6. The method according to claim 5, wherein the loss function comprises: ; in, in, For the aforementioned resistance loss, For the perceived loss, The multi-scale resolution loss, and Here, T is the actual fitting image, Y is the predicted fitting image, and D is the discriminator. It is the k-th feature map extracted from the real fitting image. It is the k-th feature map extracted from the pre-test garment image. yes or The number of elements in, V is the number of elements in the... The number of or the number of The number of It is the j-th feature map corresponding to the real fitting image. It is the j-th feature map corresponding to the pre-test garment image.

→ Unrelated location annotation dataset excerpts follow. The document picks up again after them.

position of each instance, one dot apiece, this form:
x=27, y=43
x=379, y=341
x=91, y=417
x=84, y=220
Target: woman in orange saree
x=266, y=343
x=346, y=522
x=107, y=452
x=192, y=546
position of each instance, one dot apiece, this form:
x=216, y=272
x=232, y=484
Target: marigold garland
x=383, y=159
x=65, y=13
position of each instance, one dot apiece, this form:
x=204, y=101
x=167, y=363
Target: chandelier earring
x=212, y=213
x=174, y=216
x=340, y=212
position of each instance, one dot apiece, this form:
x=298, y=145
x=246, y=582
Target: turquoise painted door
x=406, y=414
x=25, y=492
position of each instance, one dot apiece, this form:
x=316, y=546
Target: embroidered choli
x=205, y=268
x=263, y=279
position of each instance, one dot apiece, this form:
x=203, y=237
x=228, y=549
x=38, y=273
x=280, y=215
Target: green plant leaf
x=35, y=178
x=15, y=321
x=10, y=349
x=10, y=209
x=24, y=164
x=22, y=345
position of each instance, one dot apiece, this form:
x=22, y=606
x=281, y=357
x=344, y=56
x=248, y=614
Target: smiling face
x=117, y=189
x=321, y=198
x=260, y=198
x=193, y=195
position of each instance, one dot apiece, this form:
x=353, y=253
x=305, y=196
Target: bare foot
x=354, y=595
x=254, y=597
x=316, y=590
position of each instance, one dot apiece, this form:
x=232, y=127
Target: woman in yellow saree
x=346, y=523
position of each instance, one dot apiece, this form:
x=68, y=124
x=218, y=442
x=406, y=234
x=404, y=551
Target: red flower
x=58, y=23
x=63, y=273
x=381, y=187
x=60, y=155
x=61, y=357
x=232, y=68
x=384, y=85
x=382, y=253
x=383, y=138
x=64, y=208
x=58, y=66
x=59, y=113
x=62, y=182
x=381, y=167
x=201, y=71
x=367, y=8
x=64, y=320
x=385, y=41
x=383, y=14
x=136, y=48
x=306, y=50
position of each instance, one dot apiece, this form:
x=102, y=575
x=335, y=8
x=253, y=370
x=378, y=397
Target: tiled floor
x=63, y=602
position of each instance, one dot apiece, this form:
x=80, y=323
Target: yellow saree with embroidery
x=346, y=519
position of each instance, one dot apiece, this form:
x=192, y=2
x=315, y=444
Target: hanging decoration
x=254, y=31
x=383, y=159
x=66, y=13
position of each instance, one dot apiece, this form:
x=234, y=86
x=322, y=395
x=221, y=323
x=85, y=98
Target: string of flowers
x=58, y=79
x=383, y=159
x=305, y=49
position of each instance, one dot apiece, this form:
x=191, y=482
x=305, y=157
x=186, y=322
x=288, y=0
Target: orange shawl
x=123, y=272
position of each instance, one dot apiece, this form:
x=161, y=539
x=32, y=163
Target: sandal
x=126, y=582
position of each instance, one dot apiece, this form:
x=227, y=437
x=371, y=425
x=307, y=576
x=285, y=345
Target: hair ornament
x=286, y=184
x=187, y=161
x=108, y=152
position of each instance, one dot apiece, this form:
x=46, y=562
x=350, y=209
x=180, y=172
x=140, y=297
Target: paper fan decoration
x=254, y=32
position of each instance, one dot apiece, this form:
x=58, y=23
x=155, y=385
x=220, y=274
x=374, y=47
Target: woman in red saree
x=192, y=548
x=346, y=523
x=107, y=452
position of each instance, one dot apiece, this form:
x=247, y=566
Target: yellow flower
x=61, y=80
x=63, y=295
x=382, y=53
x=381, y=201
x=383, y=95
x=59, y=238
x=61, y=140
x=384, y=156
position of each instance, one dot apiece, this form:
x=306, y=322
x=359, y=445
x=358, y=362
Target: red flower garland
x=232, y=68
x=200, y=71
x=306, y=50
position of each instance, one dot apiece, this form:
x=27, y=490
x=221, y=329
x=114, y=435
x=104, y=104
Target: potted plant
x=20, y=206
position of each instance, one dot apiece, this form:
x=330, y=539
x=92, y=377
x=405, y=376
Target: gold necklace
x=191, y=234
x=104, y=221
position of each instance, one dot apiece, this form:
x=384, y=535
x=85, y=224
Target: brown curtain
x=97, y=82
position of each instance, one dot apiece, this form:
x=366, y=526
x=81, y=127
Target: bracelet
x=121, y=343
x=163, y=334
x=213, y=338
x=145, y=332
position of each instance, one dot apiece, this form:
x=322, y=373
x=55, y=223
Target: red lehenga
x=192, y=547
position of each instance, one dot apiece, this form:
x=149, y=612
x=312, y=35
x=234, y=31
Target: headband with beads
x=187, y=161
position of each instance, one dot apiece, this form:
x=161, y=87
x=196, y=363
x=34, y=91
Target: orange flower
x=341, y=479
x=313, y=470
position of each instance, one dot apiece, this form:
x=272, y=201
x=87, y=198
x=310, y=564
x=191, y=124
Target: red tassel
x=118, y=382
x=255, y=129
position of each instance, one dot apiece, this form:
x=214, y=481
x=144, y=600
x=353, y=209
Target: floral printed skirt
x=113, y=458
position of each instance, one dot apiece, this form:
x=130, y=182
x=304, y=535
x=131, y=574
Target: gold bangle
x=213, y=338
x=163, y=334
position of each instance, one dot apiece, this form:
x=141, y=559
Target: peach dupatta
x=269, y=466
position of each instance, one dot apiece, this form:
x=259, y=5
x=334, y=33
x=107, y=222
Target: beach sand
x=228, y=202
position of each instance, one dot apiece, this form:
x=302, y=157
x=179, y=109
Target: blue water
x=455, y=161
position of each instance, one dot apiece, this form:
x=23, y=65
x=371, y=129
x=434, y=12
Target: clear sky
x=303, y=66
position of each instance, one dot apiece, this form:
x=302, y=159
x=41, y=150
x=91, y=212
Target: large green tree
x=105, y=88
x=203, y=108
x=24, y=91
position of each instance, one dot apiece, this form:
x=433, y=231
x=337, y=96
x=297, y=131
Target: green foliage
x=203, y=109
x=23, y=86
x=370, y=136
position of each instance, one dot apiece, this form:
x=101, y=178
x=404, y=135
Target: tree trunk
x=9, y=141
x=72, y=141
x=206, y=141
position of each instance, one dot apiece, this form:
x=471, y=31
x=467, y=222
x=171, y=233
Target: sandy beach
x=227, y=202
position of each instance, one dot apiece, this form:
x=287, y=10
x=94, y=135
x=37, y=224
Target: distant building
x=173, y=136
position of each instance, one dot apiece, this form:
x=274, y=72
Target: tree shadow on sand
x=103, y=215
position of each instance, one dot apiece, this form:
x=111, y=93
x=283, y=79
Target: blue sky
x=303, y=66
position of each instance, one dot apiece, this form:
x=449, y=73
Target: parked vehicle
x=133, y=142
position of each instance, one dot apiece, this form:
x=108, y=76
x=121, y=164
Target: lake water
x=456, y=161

7. A method for generating fitting room images, characterized in that, include: Obtain images of the clothing to be tried on and the user's image; The user image is analyzed using a human body analysis algorithm to obtain the user's human body analysis image, and the user's torso image is obtained based on the user's human body analysis image. The clothing in the image of the clothing to be tried is deformed according to the user's human body structure in the user image to obtain the deformed image of the clothing to be tried. The deformed image of the garment to be tried on and the user's torso image are input into the fitting model to generate the fitting image, wherein the fitting model is trained using the method described in any one of claims 1-6.

8. A computer device, characterized in that, include: At least one processor, and The memory communicatively connected to the at least one processor, wherein, The memory stores instructions that can be executed by the at least one processor to enable the at least one processor to perform the method according to any one of claims 1-7.

9. A computer-readable storage medium, characterized in that, The computer-readable storage medium stores computer-executable instructions for causing a computer device to perform the method as described in any one of claims 1-7.